Here are some notes to enable you to quickly spin up a Spark cluster on the Google Cloud with about 20gb of data to play with although there is approximately 100 times that available if you have the patience.
Get the data
I was using data from here. There's gigs of the stuff. Each day's CSV logs when bzipped is about 1gb but when uncompressed becomes about 7gb; the JSON logs go from about 500mb to 14gb.
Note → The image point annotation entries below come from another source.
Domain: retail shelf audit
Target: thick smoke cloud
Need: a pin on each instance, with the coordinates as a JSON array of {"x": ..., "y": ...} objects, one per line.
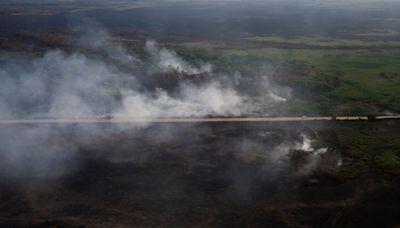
[{"x": 115, "y": 83}]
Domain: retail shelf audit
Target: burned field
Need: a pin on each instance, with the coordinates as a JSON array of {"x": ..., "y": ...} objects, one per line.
[{"x": 184, "y": 175}]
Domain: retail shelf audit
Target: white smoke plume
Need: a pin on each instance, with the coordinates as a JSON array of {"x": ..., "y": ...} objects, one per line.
[
  {"x": 64, "y": 85},
  {"x": 164, "y": 60}
]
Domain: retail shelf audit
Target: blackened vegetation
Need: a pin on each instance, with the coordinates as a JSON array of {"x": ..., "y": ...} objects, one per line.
[{"x": 218, "y": 175}]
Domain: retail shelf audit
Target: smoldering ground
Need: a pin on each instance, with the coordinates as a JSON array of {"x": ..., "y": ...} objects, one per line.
[{"x": 119, "y": 84}]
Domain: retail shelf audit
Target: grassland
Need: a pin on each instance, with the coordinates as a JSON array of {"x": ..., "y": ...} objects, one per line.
[
  {"x": 322, "y": 41},
  {"x": 325, "y": 81}
]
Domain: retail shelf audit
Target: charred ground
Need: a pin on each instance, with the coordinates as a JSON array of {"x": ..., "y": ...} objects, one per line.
[{"x": 211, "y": 175}]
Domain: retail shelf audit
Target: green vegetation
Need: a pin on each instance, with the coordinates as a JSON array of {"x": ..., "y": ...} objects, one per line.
[
  {"x": 347, "y": 171},
  {"x": 322, "y": 41},
  {"x": 324, "y": 81},
  {"x": 387, "y": 160}
]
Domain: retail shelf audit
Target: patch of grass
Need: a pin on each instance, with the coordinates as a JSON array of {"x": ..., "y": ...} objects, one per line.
[
  {"x": 350, "y": 82},
  {"x": 347, "y": 171},
  {"x": 324, "y": 41},
  {"x": 387, "y": 160}
]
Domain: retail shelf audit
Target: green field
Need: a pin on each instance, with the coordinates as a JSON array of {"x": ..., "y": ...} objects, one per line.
[{"x": 325, "y": 81}]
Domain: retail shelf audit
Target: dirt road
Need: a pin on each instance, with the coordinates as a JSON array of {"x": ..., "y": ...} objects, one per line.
[{"x": 183, "y": 120}]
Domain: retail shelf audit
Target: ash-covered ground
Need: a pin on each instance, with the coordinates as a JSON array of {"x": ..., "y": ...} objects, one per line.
[{"x": 190, "y": 175}]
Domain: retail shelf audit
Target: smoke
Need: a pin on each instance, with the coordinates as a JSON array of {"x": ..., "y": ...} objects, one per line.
[
  {"x": 299, "y": 156},
  {"x": 164, "y": 60},
  {"x": 105, "y": 79}
]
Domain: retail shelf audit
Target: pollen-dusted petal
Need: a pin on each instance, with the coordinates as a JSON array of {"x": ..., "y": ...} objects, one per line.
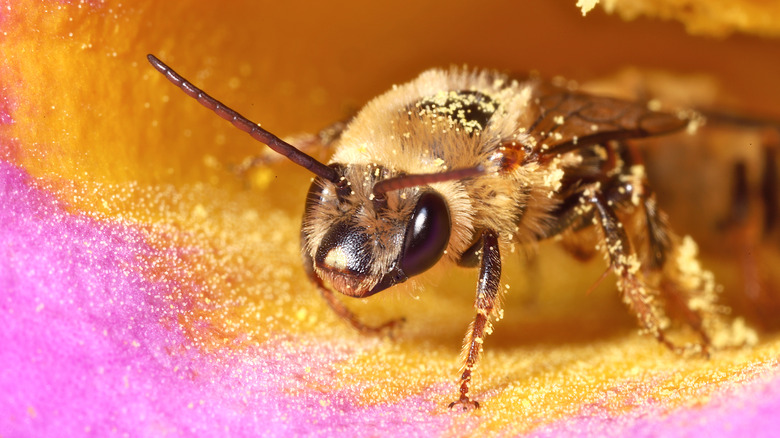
[{"x": 145, "y": 290}]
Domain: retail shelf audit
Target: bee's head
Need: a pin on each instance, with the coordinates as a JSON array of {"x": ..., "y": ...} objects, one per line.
[{"x": 362, "y": 241}]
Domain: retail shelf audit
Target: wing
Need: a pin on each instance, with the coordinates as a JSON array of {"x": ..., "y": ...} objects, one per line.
[{"x": 569, "y": 120}]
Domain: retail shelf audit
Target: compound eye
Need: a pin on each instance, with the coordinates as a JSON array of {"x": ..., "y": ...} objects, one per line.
[{"x": 427, "y": 234}]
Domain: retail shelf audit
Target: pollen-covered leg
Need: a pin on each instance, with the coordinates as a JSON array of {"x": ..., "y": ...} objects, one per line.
[
  {"x": 641, "y": 299},
  {"x": 485, "y": 304}
]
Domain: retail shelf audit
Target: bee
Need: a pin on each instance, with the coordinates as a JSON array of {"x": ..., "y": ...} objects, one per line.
[{"x": 462, "y": 164}]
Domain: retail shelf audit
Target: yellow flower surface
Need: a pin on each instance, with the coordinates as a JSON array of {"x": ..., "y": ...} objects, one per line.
[{"x": 150, "y": 290}]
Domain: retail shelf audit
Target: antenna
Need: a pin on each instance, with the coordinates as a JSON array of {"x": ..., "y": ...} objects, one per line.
[
  {"x": 294, "y": 154},
  {"x": 419, "y": 179}
]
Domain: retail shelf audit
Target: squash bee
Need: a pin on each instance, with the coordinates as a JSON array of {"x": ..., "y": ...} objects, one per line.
[{"x": 460, "y": 164}]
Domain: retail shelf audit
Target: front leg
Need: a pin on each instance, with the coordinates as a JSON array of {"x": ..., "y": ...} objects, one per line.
[{"x": 487, "y": 295}]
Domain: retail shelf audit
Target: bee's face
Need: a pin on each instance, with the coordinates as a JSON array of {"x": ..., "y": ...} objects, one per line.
[{"x": 362, "y": 245}]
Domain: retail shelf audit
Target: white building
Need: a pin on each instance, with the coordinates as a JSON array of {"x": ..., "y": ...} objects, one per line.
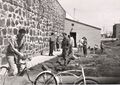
[{"x": 79, "y": 30}]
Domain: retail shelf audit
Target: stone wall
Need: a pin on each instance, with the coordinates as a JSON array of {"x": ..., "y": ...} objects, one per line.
[{"x": 38, "y": 17}]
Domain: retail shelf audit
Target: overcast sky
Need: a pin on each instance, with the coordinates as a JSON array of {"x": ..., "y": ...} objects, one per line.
[{"x": 99, "y": 13}]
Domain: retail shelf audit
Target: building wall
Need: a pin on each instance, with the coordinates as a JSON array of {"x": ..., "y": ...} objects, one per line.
[
  {"x": 38, "y": 17},
  {"x": 92, "y": 34},
  {"x": 116, "y": 31}
]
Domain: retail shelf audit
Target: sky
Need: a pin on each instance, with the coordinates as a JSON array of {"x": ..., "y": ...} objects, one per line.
[{"x": 100, "y": 13}]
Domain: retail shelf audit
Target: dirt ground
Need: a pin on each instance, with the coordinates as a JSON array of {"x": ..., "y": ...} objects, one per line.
[{"x": 106, "y": 64}]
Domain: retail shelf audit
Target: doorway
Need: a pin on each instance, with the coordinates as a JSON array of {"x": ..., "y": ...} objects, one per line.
[{"x": 73, "y": 34}]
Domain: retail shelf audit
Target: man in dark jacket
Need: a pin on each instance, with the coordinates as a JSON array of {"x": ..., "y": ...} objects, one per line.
[{"x": 65, "y": 47}]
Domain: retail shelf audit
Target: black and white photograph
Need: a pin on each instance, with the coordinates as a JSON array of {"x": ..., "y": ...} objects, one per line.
[{"x": 59, "y": 42}]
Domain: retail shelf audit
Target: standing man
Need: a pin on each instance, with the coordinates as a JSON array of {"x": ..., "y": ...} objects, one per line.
[
  {"x": 51, "y": 44},
  {"x": 71, "y": 40},
  {"x": 57, "y": 43},
  {"x": 65, "y": 47},
  {"x": 84, "y": 46},
  {"x": 14, "y": 54}
]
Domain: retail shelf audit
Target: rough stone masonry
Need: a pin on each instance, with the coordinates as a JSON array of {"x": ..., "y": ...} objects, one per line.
[{"x": 37, "y": 17}]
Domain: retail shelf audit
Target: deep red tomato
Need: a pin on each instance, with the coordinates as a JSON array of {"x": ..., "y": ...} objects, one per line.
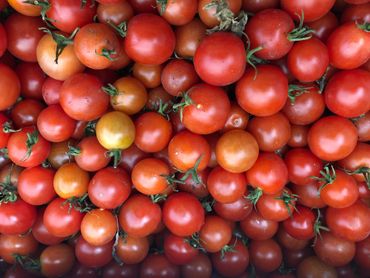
[
  {"x": 308, "y": 60},
  {"x": 109, "y": 188},
  {"x": 54, "y": 124},
  {"x": 149, "y": 39},
  {"x": 220, "y": 59},
  {"x": 348, "y": 46},
  {"x": 183, "y": 214},
  {"x": 60, "y": 219},
  {"x": 16, "y": 217},
  {"x": 263, "y": 94},
  {"x": 269, "y": 173},
  {"x": 350, "y": 223},
  {"x": 9, "y": 83},
  {"x": 312, "y": 9},
  {"x": 177, "y": 250},
  {"x": 347, "y": 92},
  {"x": 35, "y": 185},
  {"x": 208, "y": 109},
  {"x": 224, "y": 186},
  {"x": 302, "y": 165},
  {"x": 27, "y": 148},
  {"x": 82, "y": 97},
  {"x": 139, "y": 216},
  {"x": 330, "y": 143}
]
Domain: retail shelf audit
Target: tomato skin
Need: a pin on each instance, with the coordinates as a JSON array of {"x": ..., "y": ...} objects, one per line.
[
  {"x": 347, "y": 92},
  {"x": 178, "y": 251},
  {"x": 312, "y": 9},
  {"x": 61, "y": 221},
  {"x": 349, "y": 223},
  {"x": 302, "y": 164},
  {"x": 115, "y": 130},
  {"x": 268, "y": 173},
  {"x": 149, "y": 39},
  {"x": 9, "y": 82},
  {"x": 67, "y": 15},
  {"x": 109, "y": 188},
  {"x": 208, "y": 111},
  {"x": 224, "y": 186},
  {"x": 262, "y": 31},
  {"x": 327, "y": 142},
  {"x": 347, "y": 46},
  {"x": 17, "y": 217},
  {"x": 23, "y": 44},
  {"x": 265, "y": 255},
  {"x": 17, "y": 149},
  {"x": 68, "y": 63},
  {"x": 93, "y": 256},
  {"x": 153, "y": 132},
  {"x": 185, "y": 148},
  {"x": 308, "y": 60},
  {"x": 139, "y": 216},
  {"x": 183, "y": 214},
  {"x": 264, "y": 95},
  {"x": 98, "y": 227},
  {"x": 82, "y": 97},
  {"x": 35, "y": 185},
  {"x": 220, "y": 59},
  {"x": 236, "y": 151}
]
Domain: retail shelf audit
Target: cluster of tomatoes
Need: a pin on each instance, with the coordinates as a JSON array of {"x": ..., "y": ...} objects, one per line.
[{"x": 184, "y": 138}]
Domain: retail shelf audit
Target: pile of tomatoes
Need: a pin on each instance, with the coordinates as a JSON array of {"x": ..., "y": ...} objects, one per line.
[{"x": 184, "y": 138}]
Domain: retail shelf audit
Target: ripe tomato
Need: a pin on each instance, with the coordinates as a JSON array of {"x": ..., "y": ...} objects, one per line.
[
  {"x": 302, "y": 165},
  {"x": 35, "y": 185},
  {"x": 96, "y": 45},
  {"x": 16, "y": 217},
  {"x": 312, "y": 10},
  {"x": 255, "y": 227},
  {"x": 347, "y": 46},
  {"x": 139, "y": 216},
  {"x": 178, "y": 12},
  {"x": 183, "y": 214},
  {"x": 349, "y": 223},
  {"x": 264, "y": 94},
  {"x": 270, "y": 30},
  {"x": 224, "y": 186},
  {"x": 149, "y": 39},
  {"x": 178, "y": 250},
  {"x": 82, "y": 97},
  {"x": 186, "y": 148},
  {"x": 233, "y": 263},
  {"x": 68, "y": 63},
  {"x": 220, "y": 59},
  {"x": 57, "y": 260},
  {"x": 208, "y": 109},
  {"x": 265, "y": 255},
  {"x": 215, "y": 234},
  {"x": 132, "y": 250},
  {"x": 347, "y": 92},
  {"x": 27, "y": 148},
  {"x": 269, "y": 173},
  {"x": 153, "y": 132},
  {"x": 71, "y": 181},
  {"x": 60, "y": 219},
  {"x": 328, "y": 142},
  {"x": 115, "y": 130},
  {"x": 236, "y": 151},
  {"x": 54, "y": 124},
  {"x": 308, "y": 60},
  {"x": 109, "y": 188},
  {"x": 9, "y": 82},
  {"x": 98, "y": 227}
]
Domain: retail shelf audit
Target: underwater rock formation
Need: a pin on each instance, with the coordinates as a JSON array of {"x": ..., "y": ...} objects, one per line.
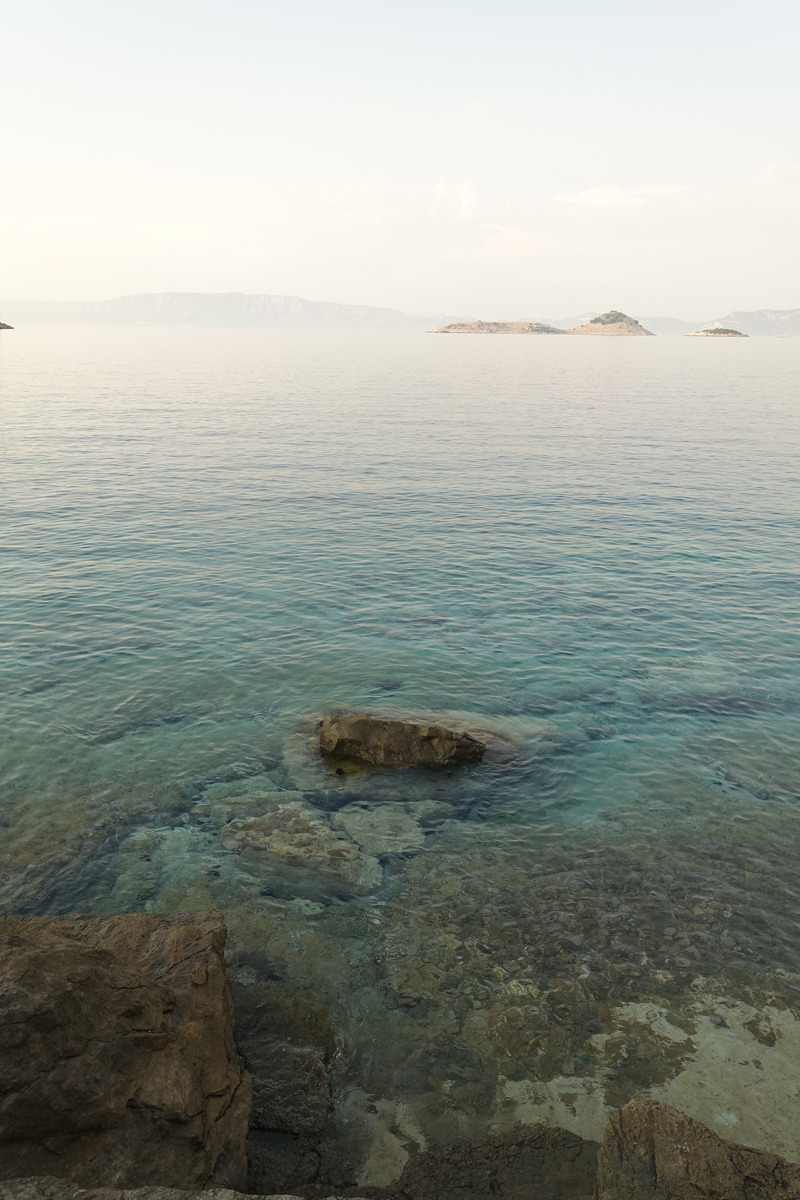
[
  {"x": 296, "y": 833},
  {"x": 654, "y": 1152},
  {"x": 392, "y": 743},
  {"x": 47, "y": 1188},
  {"x": 385, "y": 829},
  {"x": 118, "y": 1065},
  {"x": 540, "y": 1162}
]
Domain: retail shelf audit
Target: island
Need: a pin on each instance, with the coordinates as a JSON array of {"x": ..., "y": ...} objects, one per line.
[
  {"x": 497, "y": 327},
  {"x": 614, "y": 323},
  {"x": 716, "y": 333}
]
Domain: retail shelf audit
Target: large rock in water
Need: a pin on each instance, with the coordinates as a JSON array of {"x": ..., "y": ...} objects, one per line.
[
  {"x": 391, "y": 743},
  {"x": 118, "y": 1065},
  {"x": 654, "y": 1152}
]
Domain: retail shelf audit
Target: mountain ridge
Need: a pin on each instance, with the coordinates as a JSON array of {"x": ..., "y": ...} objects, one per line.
[
  {"x": 235, "y": 310},
  {"x": 240, "y": 310}
]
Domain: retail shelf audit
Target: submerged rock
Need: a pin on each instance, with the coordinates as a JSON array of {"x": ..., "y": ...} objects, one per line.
[
  {"x": 654, "y": 1152},
  {"x": 301, "y": 835},
  {"x": 385, "y": 829},
  {"x": 48, "y": 1188},
  {"x": 540, "y": 1162},
  {"x": 118, "y": 1065},
  {"x": 394, "y": 743}
]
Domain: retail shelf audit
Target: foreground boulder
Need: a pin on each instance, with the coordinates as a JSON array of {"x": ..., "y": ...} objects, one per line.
[
  {"x": 118, "y": 1065},
  {"x": 654, "y": 1152},
  {"x": 390, "y": 743}
]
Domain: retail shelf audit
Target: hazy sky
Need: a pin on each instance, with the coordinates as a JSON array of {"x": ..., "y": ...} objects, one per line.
[{"x": 495, "y": 160}]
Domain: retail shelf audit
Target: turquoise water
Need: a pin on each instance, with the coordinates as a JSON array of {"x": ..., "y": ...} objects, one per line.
[{"x": 591, "y": 544}]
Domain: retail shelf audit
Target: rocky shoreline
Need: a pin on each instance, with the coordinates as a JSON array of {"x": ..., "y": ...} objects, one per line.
[
  {"x": 142, "y": 1051},
  {"x": 120, "y": 1080}
]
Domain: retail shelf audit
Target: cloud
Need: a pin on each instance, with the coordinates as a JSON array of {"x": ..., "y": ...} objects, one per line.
[{"x": 609, "y": 197}]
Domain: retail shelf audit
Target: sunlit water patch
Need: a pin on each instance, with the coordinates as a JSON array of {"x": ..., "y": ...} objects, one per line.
[{"x": 589, "y": 549}]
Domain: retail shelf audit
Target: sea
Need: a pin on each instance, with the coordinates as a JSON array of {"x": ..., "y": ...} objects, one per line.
[{"x": 589, "y": 547}]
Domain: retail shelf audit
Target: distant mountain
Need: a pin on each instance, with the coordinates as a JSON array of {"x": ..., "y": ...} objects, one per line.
[
  {"x": 572, "y": 322},
  {"x": 764, "y": 322},
  {"x": 212, "y": 309},
  {"x": 669, "y": 327}
]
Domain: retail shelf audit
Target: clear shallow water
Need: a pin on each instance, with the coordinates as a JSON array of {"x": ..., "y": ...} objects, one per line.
[{"x": 593, "y": 544}]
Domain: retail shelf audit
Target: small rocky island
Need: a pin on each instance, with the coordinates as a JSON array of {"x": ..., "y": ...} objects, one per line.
[
  {"x": 613, "y": 323},
  {"x": 716, "y": 333},
  {"x": 497, "y": 327},
  {"x": 609, "y": 323}
]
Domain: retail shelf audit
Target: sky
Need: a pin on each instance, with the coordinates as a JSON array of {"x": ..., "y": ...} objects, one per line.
[{"x": 500, "y": 160}]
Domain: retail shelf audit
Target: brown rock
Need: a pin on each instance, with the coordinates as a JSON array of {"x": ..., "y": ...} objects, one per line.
[
  {"x": 654, "y": 1152},
  {"x": 118, "y": 1065},
  {"x": 391, "y": 743}
]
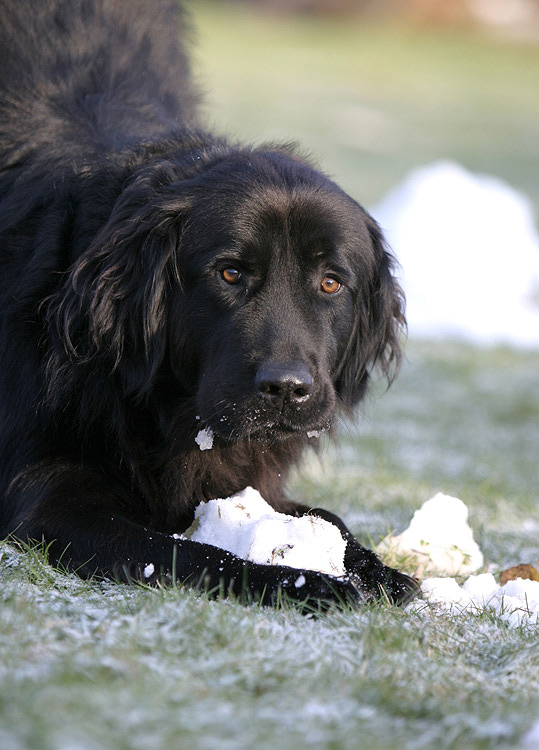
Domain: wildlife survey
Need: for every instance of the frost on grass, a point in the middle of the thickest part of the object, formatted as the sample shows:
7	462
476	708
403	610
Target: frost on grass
440	541
250	528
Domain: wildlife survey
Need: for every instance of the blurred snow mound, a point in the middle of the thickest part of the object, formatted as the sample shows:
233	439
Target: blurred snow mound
469	251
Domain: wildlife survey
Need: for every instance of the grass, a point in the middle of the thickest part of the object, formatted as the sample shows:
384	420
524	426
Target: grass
95	666
369	101
100	666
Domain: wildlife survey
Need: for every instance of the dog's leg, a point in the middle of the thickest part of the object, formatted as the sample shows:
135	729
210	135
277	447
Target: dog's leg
374	579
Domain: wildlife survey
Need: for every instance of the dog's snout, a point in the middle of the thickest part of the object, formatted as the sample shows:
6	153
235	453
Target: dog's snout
282	383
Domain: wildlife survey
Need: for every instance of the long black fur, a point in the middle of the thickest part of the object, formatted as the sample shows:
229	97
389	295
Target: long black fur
156	281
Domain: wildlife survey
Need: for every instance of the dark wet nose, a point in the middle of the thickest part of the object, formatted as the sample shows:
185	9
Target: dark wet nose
281	383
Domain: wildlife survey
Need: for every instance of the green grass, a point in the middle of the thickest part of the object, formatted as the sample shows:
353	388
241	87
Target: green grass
99	666
370	101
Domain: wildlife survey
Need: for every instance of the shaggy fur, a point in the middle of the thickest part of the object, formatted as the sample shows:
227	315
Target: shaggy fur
156	280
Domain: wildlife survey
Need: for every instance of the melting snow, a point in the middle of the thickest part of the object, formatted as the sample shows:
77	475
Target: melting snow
442	541
204	439
469	251
247	526
440	538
I only used one day's worth to test my cluster.
Upload to BigQuery
You'll notice that you can't upload much through the Google web GUI to BigQuery but you can through the command line by following the instructions here:
$ bq load Holmes.netflowday02 netflow_day-02 load_time:integer,duration:integer,src_device:string,dst_device:string,protocol:integer,src_port:string,dst_port:string,src_packets:integer,dst_packets:integer,src_bytes:integer,dst_bytes:integer
JSON can be a little more tricky but this link helped.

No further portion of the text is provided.